Welcome to OGeek Q&A Community for programmer and developer-Open, Learning and Share
Welcome To Ask or Share your Answers For Others

Categories

0 votes
473 views
in Technique[技术] by (71.8m points)

linux - Without root access, run R with tuned BLAS when it is linked with reference BLAS

Can any one tell me why I can not successfully test OpenBLAS's dgemm performance (in GFLOPs) in R via the following way?

  1. link R with the "reference BLAS" libblas.so
  2. compile my C program mmperf.c with OpenBLAS library libopenblas.so
  3. load the resulting shared library mmperf.so into R, call the R wrapper function mmperf and report dgemm performance in GFLOPs.

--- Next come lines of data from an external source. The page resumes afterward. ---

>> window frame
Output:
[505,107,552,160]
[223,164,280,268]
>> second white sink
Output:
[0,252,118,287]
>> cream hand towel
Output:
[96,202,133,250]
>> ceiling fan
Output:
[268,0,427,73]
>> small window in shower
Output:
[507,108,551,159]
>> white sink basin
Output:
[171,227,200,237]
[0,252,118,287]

Point 1 looks strange, but I have no choice because I have no root access on machines I want to test, so actual linking to OpenBLAS is impossible. By "not successfully" I mean my program ends up reporting dgemm performance for reference BLAS instead of OpenBLAS. I hope someone can explain to me:

  1. why my way does not work;
  2. is it possible at all to make it work (this is important, because if it is impossible, I must write a C main function and do my job in a C program.)

I've investigated into this issue for two days, here I will include various system output to assist you to make a diagnose. To make things reproducible, I will also include the code, makefile as well as shell command.

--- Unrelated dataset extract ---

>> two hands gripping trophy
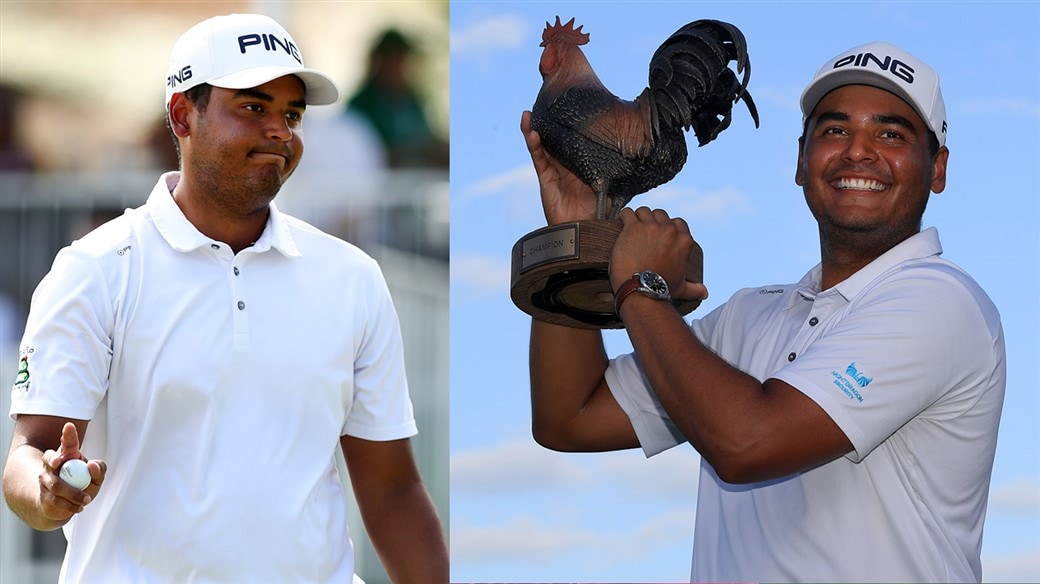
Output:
[510,17,758,328]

Part 1: system environment before testing

There are 2 ways to invoke R, either using R or Rscript. There are some differences in what is loaded when they are invoked:

~/Desktop/dgemm$ readelf -d $(R RHOME)/bin/exec/R | grep "NEEDED"
0x00000001 (NEEDED)         Shared library: [libR.so]
0x00000001 (NEEDED)         Shared library: [libpthread.so.0]
0x00000001 (NEEDED)         Shared library: [libc.so.6]

~/Desktop/dgemm$ readelf -d $(R RHOME)/bin/Rscript | grep "NEEDED"
0x00000001 (NEEDED)         Shared library: [libc.so.6]

Here we need to choose Rscript, because R loads libR.so, which will automatically load the reference BLAS libblas.so.3:

~/Desktop/dgemm$ readelf -d $(R RHOME)/lib/libR.so | grep blas
0x00000001 (NEEDED)         Shared library: [libblas.so.3]

~/Desktop/dgemm$ ls -l /etc/alternatives/libblas.so.3
... 31 May /etc/alternatives/libblas.so.3 -> /usr/lib/libblas/libblas.so.3.0

~/Desktop/dgemm$ readelf -d /usr/lib/libblas/libblas.so.3 | grep SONAME
0x0000000e (SONAME)         Library soname: [libblas.so.3]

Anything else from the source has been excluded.